13 years ago 1Who liked this?

@Dunderland
Dunderland replied

For me getting to know Whisky is much about getting to know the distilleries, the istory behind and the expressions - so for me the top choise is The Malt Whisky Yearbook. Contains a lot of information about what goes on in the industry and about each one of the distilleries, both in Scotland and in other countries. Check www.maltwhiskyyearbook.com

13 years ago 0

@alcoholreviews

I guess it depends on what sort of book you are looking for, and how much coverage you seek.

Speaking to the latter---do you only want discussions of Scotch? Or do you want the whole of the whiskey world, including Irish, Bourbon, etc.

Speaking to the former---I think learning style is an issue to ponder. Some folks enjoy thumbing through books that are basically collections of tasting notes. They don;t want much history, they just want to know what brands are out there and what they taste like. Other students of whiskey want a narrative, something that tells them the stories of whiskey.

And I would suggest not forgetting the matter of length. Do you want a light amusing read that you can finish in 4 or 6 hours? Or do you want to tackle a dense book that will take 50 hours to get through?

Jim Murray's Whiskey Companion is a very useful book. Andrew Jefford's Peat, Smoke and Spirit is a great book on Islay Scotches. On the shorter side, my Whiskey: A Global History covers all sorts of whiskey and does it in narrative format (a chapter on what is whiskey, a chapter on the history of scotch, then one on the history of Irish, etc.) Details at alcoholreviews.com/whiskey/

Happy reading!

-Kevin

13 years ago 0

@Wodha
Wodha replied

Jim Murray's Whisky Bible.
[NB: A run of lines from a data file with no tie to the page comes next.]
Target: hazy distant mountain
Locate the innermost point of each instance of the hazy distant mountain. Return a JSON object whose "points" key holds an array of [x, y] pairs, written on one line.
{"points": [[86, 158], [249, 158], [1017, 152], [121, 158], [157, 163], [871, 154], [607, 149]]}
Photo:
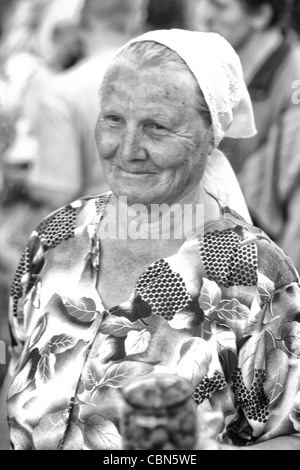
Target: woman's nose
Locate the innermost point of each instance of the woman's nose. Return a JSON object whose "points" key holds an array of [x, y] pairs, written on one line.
{"points": [[132, 147]]}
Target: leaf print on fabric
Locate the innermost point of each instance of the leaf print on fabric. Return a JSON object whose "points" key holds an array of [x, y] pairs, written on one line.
{"points": [[210, 296], [45, 369], [92, 375], [50, 431], [38, 331], [195, 358], [264, 287], [291, 337], [82, 310], [226, 347], [74, 439], [111, 349], [232, 311], [134, 309], [189, 317], [119, 326], [277, 368], [247, 358], [137, 342], [61, 343], [295, 413], [26, 375], [118, 374], [20, 435], [101, 434]]}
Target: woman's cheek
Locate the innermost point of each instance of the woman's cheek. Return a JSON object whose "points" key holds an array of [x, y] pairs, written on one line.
{"points": [[107, 145]]}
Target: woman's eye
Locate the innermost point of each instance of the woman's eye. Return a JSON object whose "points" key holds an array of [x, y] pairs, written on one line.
{"points": [[156, 127], [113, 119]]}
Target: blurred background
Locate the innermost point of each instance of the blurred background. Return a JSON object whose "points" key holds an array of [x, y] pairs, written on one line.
{"points": [[52, 56]]}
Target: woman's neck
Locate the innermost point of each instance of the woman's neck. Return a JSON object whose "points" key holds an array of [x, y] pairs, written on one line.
{"points": [[155, 221]]}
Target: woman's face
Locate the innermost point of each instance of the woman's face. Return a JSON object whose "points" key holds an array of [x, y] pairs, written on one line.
{"points": [[229, 18], [151, 140]]}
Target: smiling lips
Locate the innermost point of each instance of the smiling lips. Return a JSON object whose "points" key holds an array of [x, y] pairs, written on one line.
{"points": [[136, 172]]}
Without a doubt. Go to whiskybible.com and order a copy ( and be sure to fill in the box for the dedication from the author)

I have every edition since it started. I carry it with me whenever I enter a liquor store. I hope they make an app for my iphone.

13 years ago 0

@johnmccheyne
johnmccheyne replied

The Malt Whisky Yearbook is also a good reference point for everything about malt whisky.And if you're a member of SMWS the member magazine 'Unfiltered' is a great information piece about tasting and all things mlt whisky

13 years ago 0

@HP12
HP12 replied

I find Dave Broom's "The World Atlas of Whisky" to be a very well written and educational book. One thing I really like is the "where next" feature. At the end of his tasting notes, if you like that distillery/expression, he provides a reference for a different distillery/expression that you will likely enjoy.

Also, the book provides a nice flowchart of how various whisky's are made, how to nose, taste and nice overviews of the distilleries and how unique they are in their processes. Oh, and the pictures are very enjoyable as well.

13 years ago 0

@p_elliott
p_elliott replied

A good beginner book on bourbon is Bourbon, Straight by Chuck Cowdery.